At Paro, we know first-hand what it takes to start and run a business. Many of our founders are serial-entrepreneurs who had successes (and failures) before Paro. Here’s a list of the 10 most valuable lessons we learned along the way:

  1. Fail and fail often If you don’t take risks, you’ll never succeed. Failure tends to leave you with a permanent imprint, both personally and professionally, while learning from successes can fade fast. Failure allows you to grow and evolve more rapidly.
  2. Don’t worry about your name. Our name has nothing to do with our business because there are far more important problems to solve than what to call ourselves. If you’re still trying to determine your target customer or how to position your good or service, don’t pigeonhole yourself with a name.
  3. The CEO must be the jack of all trades. At the beginning stages of your company, the CEO needs a heavy hand in sales, marketing, product, operations, and HR. Put away your ego. You’ll be making high-level strategic decisions one day and getting coffee creamer for your team the next.
  4. Forget about your weaknesses and instead focus on strengths. Hire self-starters that complement your and each other’s weaknesses. Don’t just clone yourself. Make it a goal to hire someone who is so brilliant that he / she frightens you.
  5. Get scrappy around sales. You may not know what you are selling or to whom, but you should talk to as many people as possible. Be flexible and tweak your offering and pitch to match your target’s pain points. The goal is to empathize with your target audience. Get inside their head and understand how they think about purchasing your goods or services. Join trade groups that align with your target audience, network, and give advice for free. Ask for referrals, give referrals.

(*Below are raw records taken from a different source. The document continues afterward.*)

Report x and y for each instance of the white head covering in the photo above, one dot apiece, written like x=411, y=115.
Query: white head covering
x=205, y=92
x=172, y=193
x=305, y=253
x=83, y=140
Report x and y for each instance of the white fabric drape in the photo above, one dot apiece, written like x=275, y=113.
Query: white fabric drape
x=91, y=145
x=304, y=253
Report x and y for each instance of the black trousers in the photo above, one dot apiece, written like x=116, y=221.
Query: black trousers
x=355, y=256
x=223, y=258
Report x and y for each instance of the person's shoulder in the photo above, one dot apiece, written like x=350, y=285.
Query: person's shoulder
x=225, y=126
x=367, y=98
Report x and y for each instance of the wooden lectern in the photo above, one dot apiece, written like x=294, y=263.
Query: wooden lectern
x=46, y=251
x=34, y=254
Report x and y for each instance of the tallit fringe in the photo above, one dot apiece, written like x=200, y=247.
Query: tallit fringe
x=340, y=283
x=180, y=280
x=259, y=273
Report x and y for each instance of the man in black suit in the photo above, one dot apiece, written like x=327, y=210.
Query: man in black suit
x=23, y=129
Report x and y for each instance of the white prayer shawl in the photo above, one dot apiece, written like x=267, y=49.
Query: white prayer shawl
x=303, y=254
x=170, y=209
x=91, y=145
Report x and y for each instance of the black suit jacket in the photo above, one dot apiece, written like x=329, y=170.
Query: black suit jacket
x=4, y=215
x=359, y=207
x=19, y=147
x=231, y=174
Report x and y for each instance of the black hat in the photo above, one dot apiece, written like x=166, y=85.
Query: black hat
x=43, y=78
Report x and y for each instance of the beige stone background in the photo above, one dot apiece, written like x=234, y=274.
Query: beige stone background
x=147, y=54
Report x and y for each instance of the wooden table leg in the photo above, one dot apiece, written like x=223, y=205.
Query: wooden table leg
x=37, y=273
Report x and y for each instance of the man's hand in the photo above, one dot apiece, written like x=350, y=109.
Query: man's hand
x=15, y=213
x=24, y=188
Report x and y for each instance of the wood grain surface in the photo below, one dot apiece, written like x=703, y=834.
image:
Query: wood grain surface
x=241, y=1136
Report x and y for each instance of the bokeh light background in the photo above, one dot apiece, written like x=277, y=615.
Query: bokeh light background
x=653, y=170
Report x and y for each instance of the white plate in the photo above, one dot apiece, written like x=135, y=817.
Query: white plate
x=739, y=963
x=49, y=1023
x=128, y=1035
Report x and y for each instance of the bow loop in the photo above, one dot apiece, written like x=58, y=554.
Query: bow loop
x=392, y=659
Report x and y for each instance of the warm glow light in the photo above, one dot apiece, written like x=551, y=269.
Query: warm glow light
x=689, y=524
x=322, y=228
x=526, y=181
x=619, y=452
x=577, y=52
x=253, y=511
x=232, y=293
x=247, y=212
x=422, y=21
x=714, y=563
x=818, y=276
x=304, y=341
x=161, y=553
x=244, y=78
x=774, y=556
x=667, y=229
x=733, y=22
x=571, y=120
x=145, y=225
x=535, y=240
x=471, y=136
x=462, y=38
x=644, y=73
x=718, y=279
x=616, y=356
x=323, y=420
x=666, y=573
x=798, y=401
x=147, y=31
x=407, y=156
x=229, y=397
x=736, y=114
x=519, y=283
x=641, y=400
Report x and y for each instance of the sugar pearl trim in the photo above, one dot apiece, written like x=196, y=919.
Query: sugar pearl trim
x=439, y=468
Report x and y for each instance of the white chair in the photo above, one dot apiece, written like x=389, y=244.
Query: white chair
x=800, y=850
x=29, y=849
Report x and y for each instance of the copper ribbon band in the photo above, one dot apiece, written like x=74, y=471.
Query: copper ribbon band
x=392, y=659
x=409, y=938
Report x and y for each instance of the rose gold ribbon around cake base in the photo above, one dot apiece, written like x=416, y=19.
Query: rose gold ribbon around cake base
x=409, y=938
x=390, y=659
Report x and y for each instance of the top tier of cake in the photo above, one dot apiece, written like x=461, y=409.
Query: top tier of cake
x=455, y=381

  6. Know your role and key differentiator. If you are a service-based business, then customer service is the name of the game. If you are a product-based business, then early adopter usage is key. Either way, measure these customer / client satisfaction scores through NPS.
  7. Communicate openly and transparently with your team. Transparency (about financial projections, the future of the business, etc.) creates an open and empowered workforce. Therefore, don’t be afraid to share “bad news” with your team. Anxiety is a catalyst for action. As a CEO, set the tone for how to handle problems without instilling fear or paranoia. If you’ve done your job in hiring the best and the brightest, your team should rally behind you to tackle every obstacle that comes your way.
  8. Have a unified go-to-market message / value proposition. Have your elevator pitch ready and make sure that it makes sense to a 5 year old. Potential customers must understand what you are selling, and in order to develop a compelling message, you must know your audience intimately. Don’t dilute your message by contradicting yourself in your marketing / sales materials.
  9. It’s the CEO’s job to make tough decisions. That means he or she must do what is right for the business all of the time, without fail, even if people’s feelings get hurt along the way. Whatever you do, though, make sure you do it with compassion.
  10. You have to give a lot to get a lot. Always be looking to pay it forward (and be genuine about it). Make introductions for potential business prospects and have no expectations about being paid back or holding an IOU. By helping others with no strings attached, you’ll be amazed how human tendency for reciprocity kicks in.